Veel moeite met de maatregelen heeft Diederik niet, maar hij zou wel graag meer uitleg willen over waarom bepaalde dingen wel en andere dingen niet kunnen. Diederik denkt dat veel dingen wel door kunnen gaan in aangepaste vorm, maar dat snel wordt gezegd dat iets niet door kan gaan omdat het niet kan zoals het altijd ging. Dat geldt bijvoorbeeld voor de dagen van de fietsersbond waarop mensen driewielfietsen kunnen uitproberen. ‘Omdat ik al met een beperking leef is het voor mij makkelijker om mij aan te passen,’ aldus Diederik. ‘Mensen willen dat alles weer normaal wordt. Iedereen wil alsmaar vooruit, maar soms leidt een stap opzij of zelfs een stap achteruit uiteindelijk tot een beter resultaat.’

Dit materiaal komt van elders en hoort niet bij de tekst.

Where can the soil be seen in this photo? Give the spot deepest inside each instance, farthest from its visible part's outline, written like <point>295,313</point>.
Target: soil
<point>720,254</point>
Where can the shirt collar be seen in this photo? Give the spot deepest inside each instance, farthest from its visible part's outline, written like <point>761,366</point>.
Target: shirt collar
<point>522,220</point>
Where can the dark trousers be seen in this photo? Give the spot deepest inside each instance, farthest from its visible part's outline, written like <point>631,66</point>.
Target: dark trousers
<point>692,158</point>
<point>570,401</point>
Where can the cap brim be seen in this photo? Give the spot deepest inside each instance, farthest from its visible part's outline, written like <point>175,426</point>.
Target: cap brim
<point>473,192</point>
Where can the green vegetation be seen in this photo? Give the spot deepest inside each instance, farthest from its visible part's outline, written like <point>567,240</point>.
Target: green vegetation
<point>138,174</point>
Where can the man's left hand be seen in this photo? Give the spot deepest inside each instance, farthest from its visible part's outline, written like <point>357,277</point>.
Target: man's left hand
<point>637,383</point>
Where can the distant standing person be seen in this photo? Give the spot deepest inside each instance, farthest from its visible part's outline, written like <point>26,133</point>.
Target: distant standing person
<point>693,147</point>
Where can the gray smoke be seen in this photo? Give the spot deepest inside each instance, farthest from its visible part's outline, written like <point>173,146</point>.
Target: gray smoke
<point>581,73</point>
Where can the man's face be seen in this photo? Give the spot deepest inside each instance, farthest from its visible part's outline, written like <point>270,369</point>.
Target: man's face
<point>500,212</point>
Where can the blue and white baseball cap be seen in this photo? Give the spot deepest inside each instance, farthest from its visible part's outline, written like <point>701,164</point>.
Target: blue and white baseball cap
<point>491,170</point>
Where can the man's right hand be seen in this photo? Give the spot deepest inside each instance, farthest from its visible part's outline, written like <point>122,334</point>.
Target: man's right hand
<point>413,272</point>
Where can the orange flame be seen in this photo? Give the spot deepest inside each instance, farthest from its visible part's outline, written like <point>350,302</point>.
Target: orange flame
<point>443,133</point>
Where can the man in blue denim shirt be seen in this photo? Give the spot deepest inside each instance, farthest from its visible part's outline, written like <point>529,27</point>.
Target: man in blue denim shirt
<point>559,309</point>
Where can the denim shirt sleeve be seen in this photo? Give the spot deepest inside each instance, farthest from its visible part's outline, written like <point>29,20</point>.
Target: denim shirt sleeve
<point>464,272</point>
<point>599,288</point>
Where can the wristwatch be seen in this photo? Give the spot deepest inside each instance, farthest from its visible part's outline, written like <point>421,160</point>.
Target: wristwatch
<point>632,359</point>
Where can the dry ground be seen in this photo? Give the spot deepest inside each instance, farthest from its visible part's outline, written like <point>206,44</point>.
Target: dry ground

Hij hoopt dat mensen snel weer normaal bijeen kunnen komen zonder afstand, maar heeft daar niet al te hoge verwachtingen van. ‘Nu wordt gezegd dat het tot de zomervakantie duurt, maar voor hetzelfde duurt het straks weer langer.’ Ondertussen blijft Diederik veel sporten, om zowel fysiek als mentaal gezond te blijven. ‘Bij het hardlopen denk ik altijd bij de eerste kilometer: waar ben ik aan begonnen? Maar uiteindelijk ben ik wel blij dat ik het heb gedaan. Zo is het met corona ook: je moet er even doorheen.’